Kesulitan akan muncul saat pengguna golongan listrik tersebut mulai membutuhkan daya lebih besar. Pasalnya biaya untuk menambah daya, misalnya dari 950 VA menjadi 2.200 VA, cukup menguras kantong.

“Pengalaman saya, kalau listrik 900 VA itu kurang buat usaha. Sedangkan kebanyakan rumah kan dibekalinya dengan listrik ini. Kalau diperbesar, biaya per VA-nya mahal. Makanya rencana penyederhanaan ini jadi menguntungkan, karena naik ke 4.400 VA itu gratis,” terang Ali.

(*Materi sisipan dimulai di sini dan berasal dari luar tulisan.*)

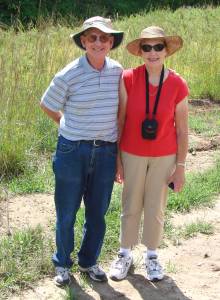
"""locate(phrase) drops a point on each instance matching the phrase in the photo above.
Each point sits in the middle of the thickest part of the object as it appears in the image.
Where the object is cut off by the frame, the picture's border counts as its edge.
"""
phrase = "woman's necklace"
(153, 93)
(155, 88)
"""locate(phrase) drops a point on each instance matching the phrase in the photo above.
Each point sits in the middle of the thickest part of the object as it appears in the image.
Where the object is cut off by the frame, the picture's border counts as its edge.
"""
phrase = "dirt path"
(193, 272)
(192, 268)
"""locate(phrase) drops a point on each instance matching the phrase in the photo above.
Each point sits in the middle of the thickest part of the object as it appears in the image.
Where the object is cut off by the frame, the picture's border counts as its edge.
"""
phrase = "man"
(83, 100)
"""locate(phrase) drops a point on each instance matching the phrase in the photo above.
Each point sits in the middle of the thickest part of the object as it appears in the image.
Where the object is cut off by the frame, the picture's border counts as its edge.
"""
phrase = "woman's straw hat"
(173, 43)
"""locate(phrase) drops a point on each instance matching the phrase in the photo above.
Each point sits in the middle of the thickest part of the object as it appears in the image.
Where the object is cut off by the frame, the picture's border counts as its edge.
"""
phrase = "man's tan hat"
(173, 43)
(105, 25)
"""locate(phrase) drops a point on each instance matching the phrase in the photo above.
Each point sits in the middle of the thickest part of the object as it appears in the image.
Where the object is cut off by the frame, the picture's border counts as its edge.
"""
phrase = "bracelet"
(182, 164)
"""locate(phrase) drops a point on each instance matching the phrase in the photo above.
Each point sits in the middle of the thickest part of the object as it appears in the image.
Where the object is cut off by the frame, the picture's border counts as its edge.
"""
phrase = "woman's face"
(153, 52)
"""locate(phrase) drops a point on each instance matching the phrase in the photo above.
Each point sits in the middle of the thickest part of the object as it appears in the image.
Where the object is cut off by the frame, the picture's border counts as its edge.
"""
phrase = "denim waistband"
(97, 143)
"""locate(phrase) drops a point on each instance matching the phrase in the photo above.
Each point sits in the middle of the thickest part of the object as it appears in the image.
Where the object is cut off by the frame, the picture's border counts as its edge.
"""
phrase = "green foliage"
(26, 12)
(24, 257)
(29, 60)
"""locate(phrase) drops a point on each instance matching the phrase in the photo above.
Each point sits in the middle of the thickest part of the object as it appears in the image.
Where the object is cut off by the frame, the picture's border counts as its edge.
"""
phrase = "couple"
(150, 127)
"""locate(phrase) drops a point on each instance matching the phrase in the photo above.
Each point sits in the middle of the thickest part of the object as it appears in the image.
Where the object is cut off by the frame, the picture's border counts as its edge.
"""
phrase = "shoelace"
(96, 269)
(154, 265)
(120, 262)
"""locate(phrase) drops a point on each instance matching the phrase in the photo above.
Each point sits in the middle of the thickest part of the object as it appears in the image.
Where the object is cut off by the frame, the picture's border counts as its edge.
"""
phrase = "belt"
(96, 143)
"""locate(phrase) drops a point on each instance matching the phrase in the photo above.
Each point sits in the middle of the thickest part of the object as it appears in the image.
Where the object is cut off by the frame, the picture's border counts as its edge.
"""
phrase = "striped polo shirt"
(88, 99)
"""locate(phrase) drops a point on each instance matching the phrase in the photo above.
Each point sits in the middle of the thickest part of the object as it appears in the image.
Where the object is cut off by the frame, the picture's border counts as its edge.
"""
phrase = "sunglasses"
(103, 38)
(148, 48)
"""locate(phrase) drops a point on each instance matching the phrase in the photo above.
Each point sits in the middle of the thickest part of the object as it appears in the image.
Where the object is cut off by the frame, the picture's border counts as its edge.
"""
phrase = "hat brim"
(118, 36)
(173, 44)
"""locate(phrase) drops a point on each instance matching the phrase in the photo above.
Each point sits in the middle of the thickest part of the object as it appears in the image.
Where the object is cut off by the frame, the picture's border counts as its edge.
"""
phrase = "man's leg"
(97, 198)
(69, 182)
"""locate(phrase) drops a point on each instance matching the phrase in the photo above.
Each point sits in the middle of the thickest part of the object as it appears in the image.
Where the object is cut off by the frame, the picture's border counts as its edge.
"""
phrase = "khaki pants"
(145, 190)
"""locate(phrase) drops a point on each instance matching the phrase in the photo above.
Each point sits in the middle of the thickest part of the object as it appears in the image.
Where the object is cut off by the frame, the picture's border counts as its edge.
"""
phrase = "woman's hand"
(119, 177)
(178, 178)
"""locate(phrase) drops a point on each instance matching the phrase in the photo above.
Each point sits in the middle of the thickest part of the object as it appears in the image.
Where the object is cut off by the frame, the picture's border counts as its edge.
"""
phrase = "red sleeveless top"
(174, 90)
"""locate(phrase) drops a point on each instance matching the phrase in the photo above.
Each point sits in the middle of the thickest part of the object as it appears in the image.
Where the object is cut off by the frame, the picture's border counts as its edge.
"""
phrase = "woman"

Selain soal usaha, penyederhanaan tersebut juga memberi fleksibilitas pada masyarakat. Dengan 4.400 VA, kebutuhan listrik saat terjadi penambahan anggota keluarga atau ketika memasang berbagai peralatan elektronik baru, bisa dipenuhi dengan mudah.

Sedangkan bagi industri, yang menggunakan listrik di atas 13.000 VA bakal mendapat keuntungan karena akan diubah menjadi loss stroom. Artinya dia bisa memakai listrik sesuai kebutuhan produksinya.